Radykalnie prawicowa partia Alternatywa dla Niemiec (AfD) rośnie w siłę w sondażach. Dziennikarze podkreślają, że widać poczucie optymizmu w gronie polityków tego ugrupowania, którzy przygotowują się do startu w wyborach do europarlamentu, chociaż kwestionują porządek europejski. Czego chce AfD i czy rzeczywiście ich program jest aż tak radykalny? - pytał Jacek Stawiski w programie "Horyzont" w TVN24 BiS. - AfD chce nowych wyborów. To jest hasło, które obecnie bardzo często pojawia się w wypowiedziach polityków tej partii - odpowiedział Łukasz Grajewski ("Tygodnik Powszechny", "Deutsche Welle"). Zaznaczył, że politycy ugrupowania podgrzewają nastroje antyrządowe. - Nic nie zapowiada, żeby obecna koalicja rządząca się rozpadła. Rządzą socjaldemokraci, zieloni i liberałowie. To jest dość egzotyczna koalicja, tam jest dużo zgrzytów i to jest też powód, dlaczego poparcie AfD rośnie, ale bardzo mało prawdopodobne jest, żeby ta koalicja przed końcem kolejnych wyborów się rozpadła - wyjaśnił Grajewski.

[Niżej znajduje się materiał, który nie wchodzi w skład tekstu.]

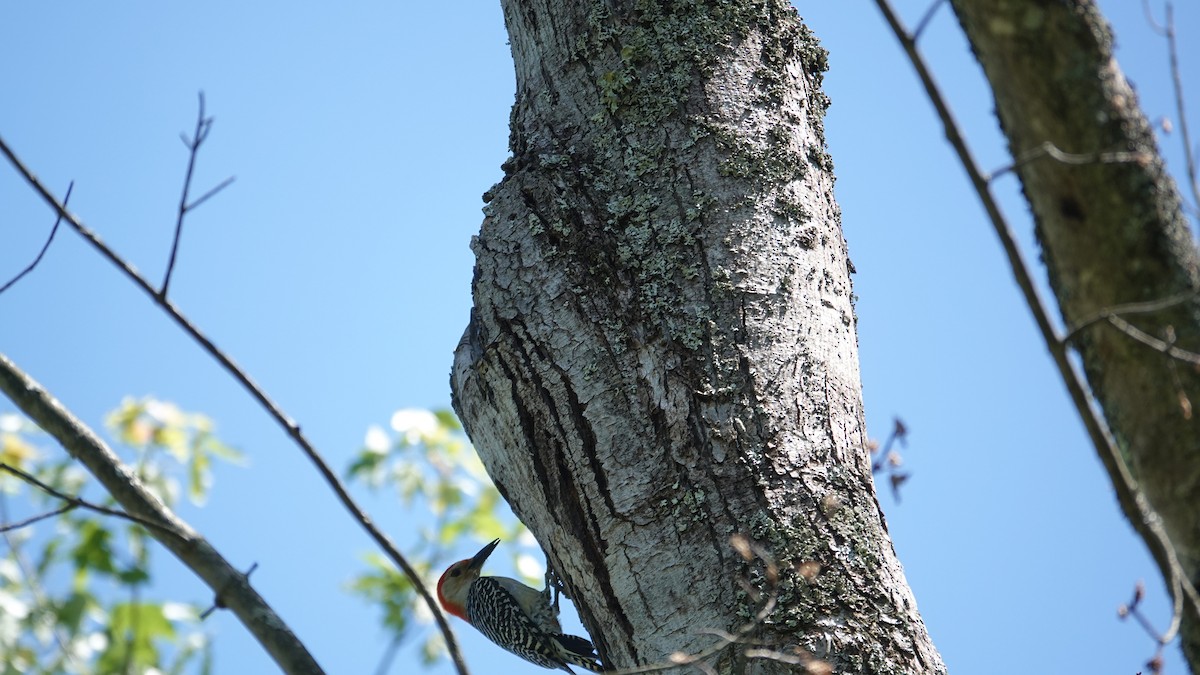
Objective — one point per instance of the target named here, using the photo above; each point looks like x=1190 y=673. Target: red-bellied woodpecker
x=513 y=615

Jego zdaniem politycy AfD wykorzystują obecnie moment, w którym Niemcy są niezadowoleni z kryzysu. - Inflacja w Niemczech jest w porównaniu do Polski dużo mniejsza, ale zarówno osoby prywatne, jak i przedsiębiorców mocno dotykają rosnące ceny. Są też lęki związane z wojną w Ukrainie i potencjalnym konfliktem atomowym - tłumaczył Grajewski. Dodał, że program partii nie jest jeszcze do końca wyprofilowany. - Na szczytach tej partii są na tyle wyćwiczeni politycy, którzy wiedzą, co mogą powiedzieć wyborcom na prowincji, a co mogą powiedzieć dziennikarzom w publicznej telewizji - powiedział Grajewski. Przyznał, że najbardziej radykalne wypowiedzi polityków AfD dotyczą etniczności i liberalne elity boją się, że to może obudzić "stare demony niemieckiego społeczeństwa".